Polygenic risk scores (PRSs) capture the genetic risk from common, low effect variants spread throughout the genome and are gaining increasing prominence as clinical tools. PRS can act as a risk enhancer by interacting with LDL cholesterol to determine our heart attack risk. Within cardiovascular disease, PRSs have repeatedly been shown to stratify risk of coronary artery disease (CAD), a major component of cardiovascular disease, indicating their potential to identify people at high risk of disease. However, challenges to the implementation of PRSs still remain. In particular, the performance PRSs can often vary when the population on which they are intended to be used are different from the ones on which they were developed.

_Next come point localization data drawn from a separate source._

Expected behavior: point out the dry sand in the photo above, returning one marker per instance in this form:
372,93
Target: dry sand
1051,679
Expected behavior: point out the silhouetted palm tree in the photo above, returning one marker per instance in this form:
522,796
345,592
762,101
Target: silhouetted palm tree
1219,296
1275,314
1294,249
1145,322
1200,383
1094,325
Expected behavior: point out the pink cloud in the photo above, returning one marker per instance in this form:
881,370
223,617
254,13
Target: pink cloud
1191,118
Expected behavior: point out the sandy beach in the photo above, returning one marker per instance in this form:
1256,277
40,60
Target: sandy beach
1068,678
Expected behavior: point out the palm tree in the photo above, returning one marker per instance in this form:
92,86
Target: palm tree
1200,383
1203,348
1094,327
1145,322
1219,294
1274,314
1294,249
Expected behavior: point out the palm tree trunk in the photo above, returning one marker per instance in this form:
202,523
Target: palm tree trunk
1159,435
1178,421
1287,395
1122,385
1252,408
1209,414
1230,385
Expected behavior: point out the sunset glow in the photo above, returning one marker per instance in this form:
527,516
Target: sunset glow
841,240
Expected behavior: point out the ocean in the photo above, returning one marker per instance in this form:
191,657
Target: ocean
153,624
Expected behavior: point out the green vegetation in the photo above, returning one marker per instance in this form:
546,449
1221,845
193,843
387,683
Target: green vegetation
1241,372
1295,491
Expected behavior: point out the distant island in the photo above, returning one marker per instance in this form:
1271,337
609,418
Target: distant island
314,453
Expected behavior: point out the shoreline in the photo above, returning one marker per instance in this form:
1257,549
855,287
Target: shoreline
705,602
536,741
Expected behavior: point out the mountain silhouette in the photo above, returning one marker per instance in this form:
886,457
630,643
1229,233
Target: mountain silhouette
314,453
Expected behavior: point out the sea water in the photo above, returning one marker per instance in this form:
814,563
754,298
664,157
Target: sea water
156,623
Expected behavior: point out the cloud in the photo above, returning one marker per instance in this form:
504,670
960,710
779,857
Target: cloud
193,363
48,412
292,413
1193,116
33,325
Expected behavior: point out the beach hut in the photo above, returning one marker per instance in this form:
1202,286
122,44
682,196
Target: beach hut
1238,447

Allelica’s latest work on PRSs — which is now available as a preprint — aimed to develop CAD PRSs that can be used for all individuals regardless of their ancestry background and provide additional evidence into how genetic risk can be used to augment 10 year risk assessments. Specifically, we investigated whether using CAD PRSs to identify individuals with a polygenic risk enhancing factor could better split individuals at borderline / intermediate 10 year risk into those who were at higher overall risk than those without the risk factor.
Developing polygenic risk scores for everyone
As we mentioned above, one challenge with developing and implementing PRSs is that they typically do not transfer across different populations. To overcome this, we decided to build multiple genetic ancestry specific PRSs to develop an approach to categorizing genetic risk that could be applicable to anyone, regardless of their genetic ancestry. We utilized multiple datasets and data sources to build these PRSs and independently validated their performance on additional datasets. Using a novel statistical approach to combine these ancestry specific scores in individuals of mixed genetic ancestry, we further demonstrated their applicability to diverse populations.

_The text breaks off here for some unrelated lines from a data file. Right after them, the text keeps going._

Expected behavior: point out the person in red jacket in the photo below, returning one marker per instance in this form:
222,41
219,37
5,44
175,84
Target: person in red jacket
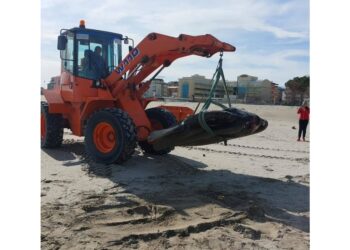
304,113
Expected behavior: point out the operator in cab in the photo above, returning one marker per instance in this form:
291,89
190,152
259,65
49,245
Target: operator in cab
99,63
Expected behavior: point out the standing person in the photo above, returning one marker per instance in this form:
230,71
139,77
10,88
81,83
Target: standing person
304,113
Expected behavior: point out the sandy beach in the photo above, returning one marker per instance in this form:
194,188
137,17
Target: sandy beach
251,194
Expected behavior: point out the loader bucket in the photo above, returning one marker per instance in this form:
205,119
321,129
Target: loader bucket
226,124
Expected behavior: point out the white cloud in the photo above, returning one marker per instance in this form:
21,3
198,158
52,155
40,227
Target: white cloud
286,21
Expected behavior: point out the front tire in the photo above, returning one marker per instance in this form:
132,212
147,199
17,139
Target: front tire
160,119
110,136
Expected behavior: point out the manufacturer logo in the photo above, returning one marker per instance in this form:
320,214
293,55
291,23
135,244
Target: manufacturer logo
130,57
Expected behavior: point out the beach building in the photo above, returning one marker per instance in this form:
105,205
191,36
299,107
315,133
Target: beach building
198,87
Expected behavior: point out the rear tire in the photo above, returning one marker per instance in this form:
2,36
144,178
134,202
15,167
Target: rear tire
110,136
160,119
51,128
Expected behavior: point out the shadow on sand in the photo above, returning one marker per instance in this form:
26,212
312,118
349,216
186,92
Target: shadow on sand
183,183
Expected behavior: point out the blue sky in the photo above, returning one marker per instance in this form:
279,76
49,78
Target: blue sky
271,36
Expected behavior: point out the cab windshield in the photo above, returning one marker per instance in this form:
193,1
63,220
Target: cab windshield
97,55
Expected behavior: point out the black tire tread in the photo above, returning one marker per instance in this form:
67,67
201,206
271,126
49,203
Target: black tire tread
129,131
168,120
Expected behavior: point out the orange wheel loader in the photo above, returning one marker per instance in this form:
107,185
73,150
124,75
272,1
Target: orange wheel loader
99,95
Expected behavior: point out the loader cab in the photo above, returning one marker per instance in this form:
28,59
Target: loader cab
87,53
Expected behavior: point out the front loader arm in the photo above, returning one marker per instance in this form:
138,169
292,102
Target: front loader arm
157,50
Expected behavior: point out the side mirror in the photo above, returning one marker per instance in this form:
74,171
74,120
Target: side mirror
126,40
61,42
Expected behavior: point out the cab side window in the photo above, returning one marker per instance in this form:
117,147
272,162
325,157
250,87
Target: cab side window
68,54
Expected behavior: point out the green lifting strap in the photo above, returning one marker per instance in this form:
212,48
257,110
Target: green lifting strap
215,80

Defining high genetic risk
We next developed an innovative approach to defining high risk with these PRSs. We identified the threshold of the PRS distribution where the risk conferred by being above the threshold was twice that below the threshold. This ‘two fold’ risk threshold is well established for other risk factors, for example family history, and allowed us to variously identify between 12% and 24% of individuals, depending on their genetic ancestry, who were at increased genetic risk of CAD. When we inferred who had this PRS risk factor in a set of around 10,000 diverse genetic ancestry individuals who were not used in the PRS development but were known to have had disease or not, we found that those with the risk factor has approximately twice the number of cardiac events as those without the risk factor.

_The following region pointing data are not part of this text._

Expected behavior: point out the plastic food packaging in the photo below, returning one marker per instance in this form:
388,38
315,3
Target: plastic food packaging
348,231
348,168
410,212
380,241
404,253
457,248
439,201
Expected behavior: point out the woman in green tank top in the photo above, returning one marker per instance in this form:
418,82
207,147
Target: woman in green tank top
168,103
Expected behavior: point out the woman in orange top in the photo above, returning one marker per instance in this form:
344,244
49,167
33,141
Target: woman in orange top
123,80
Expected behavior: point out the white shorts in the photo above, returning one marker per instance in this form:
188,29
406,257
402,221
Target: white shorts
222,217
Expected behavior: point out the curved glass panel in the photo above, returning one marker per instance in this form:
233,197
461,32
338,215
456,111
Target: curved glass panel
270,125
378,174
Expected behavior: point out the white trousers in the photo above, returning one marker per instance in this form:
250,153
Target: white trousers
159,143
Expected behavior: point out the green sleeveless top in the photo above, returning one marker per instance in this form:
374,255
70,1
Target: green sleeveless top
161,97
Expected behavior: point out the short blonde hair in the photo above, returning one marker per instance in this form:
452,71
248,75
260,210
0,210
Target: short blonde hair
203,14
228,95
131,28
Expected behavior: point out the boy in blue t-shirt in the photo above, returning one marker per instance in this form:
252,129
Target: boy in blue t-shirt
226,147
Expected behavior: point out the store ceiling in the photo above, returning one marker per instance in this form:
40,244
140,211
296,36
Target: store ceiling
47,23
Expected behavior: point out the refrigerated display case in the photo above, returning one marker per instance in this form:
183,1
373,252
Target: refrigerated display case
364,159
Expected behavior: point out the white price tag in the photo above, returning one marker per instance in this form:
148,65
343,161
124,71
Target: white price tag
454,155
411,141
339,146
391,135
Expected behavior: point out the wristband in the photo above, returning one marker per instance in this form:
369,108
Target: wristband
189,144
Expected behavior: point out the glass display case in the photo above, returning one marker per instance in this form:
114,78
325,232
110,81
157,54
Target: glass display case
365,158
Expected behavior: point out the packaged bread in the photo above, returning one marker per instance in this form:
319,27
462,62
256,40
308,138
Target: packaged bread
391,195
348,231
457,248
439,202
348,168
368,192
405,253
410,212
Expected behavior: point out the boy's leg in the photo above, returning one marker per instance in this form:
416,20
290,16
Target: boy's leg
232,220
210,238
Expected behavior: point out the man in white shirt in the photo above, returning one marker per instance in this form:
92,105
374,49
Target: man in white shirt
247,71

Our analyses show that it is possible to more accurately define cardiovascular risk by taking genetic risk into account, an approach that has the potential to save lives in a sustainable manner by reducing healthcare costs. Given the large burden of cardiovascular disease on public health systems and the potential route to mitigate this risk with behavioral and therapeutic interventions, as well as the clear role for risk enhancers to be used to aid risk discussions, this work increases our understanding of the potential for genetics to be leveraged to reduce the burden of disease.